Leveraging buying power in procurement

The end of the procurement process is nearly in sight. But timeline management continues to be unpredictable and full of risk, which undercuts buying power for the module buyer.

The next step is vendor due diligence. In this fourth step, the questions to answer include:

  • Are the financing parties involved in the deal satisfied with the bankability of the modules?
  • Do the financing parties believe the quality of the vendor’s production process and its risk mitigation strategies, including the manufacturer’s warranty, are sufficient?
  • Are the product reliability assessments convincing enough to win approval from financiers?

It’s also important to account for legal and regulatory compliance, such as the Uyghur Forced Labor Prevention Act (UFLPA), a law enacted in 2021 to keep goods produced in the Xinjiang Uyghur Autonomous Region of China, including raw materials used in solar modules, out of the U.S. market.

Contracting, step five, might be the riskiest step of all. So many resources have been invested to reach this point. And yet, a shift in module pricing or availability could send the buyer back to the start.

Module buyers might have to wait several months before they have a negotiated and executed supply agreement. Once again, it depends on the supplier and the buyer’s relationship with the supplier. All the while, none of the procurement terms can be guaranteed until the contracts are signed.

The inherent risk at this stage can put module buyers at a disadvantage when negotiating terms with the supplier. At this point, the questions to ask are:

  • How long will it take to get signatures on a purchasing contract?
  • Can the cost of shipping be quantified based on the manufacturer’s proposed terms in the supply agreement?

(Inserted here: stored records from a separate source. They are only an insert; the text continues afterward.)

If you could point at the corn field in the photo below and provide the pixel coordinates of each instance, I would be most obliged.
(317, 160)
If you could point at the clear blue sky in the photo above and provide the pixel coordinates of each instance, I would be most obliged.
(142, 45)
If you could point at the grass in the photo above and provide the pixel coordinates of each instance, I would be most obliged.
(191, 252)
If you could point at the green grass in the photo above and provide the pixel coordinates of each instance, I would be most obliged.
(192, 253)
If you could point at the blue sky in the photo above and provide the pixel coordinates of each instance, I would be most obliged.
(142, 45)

Using module NPV to optimize project value

If the data can be synthesized from each step in the procurement process, the value of different modules can be compared and that comparison can be used to optimize overall project value. The best way to do so is to determine each module’s net present value (NPV). NPV calculates an asset’s costs and projected income and assigns a present-day value, accounting for the fact that money has greater value now than it will in the future, a concept known as the time value of money.

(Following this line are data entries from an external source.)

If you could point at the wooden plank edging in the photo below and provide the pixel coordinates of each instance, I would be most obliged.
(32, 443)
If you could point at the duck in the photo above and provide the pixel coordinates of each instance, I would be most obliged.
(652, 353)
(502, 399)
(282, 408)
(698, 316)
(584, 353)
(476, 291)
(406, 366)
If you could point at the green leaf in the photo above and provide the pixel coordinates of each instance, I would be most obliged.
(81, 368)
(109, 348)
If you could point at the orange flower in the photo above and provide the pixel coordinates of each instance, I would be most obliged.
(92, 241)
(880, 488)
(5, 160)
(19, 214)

Consider the purchasing terms learned during data collection. Terms that reduce capital costs will generally improve NPV. The data analysis performed in step two provides insight into labor and balance of system (BOS) impacts of a given module. Simple, streamlined installation processes also boost NPV.

Now it’s time to consider module degradation during performance engineering. As a general rule, NPV is higher when module degradation is lower. Degradation also affects project O&M. Higher degradation has the effect of driving down gross revenue.

Questions to ask to evaluate overall module value include:

  • How do low-price modules stack up in terms of long-term energy output and revenue?
  • Are there modules that aren’t the lowest cost, in terms of dollars per watt, but create the most project NPV?
  • Which factors in module procurement (i.e., timing, brand, module risk) are most important to the success of the project?
  • Are you struggling to find availability to satisfy the requirements of your projects?

Procurement solutions reduce risk 

It might seem easy to take a do-it-yourself approach for some steps in the procurement process for a couple of module options. But doing a deep dive into all the module options can be time consuming.

What’s more, taking the time to eliminate production model ambiguity and deliver a trustworthy model that financiers are more likely to accept can slow the time to get to the finish line. Having a reliable procurement solution means not having to risk starting the game over again if some of the checklist steps are missed, or if something goes wrong.

Aaron Hall is a solar veteran with 22 years in the industry. He is currently president of Anza, a Borrego business that is an optimized online marketplace where large-scale solar module and energy storage equipment buyers can quickly see a list of vetted, attractively priced options maximized for net present value based on project inputs.

The views and opinions expressed in this article are the author’s own, and do not necessarily reflect those held by pv magazine.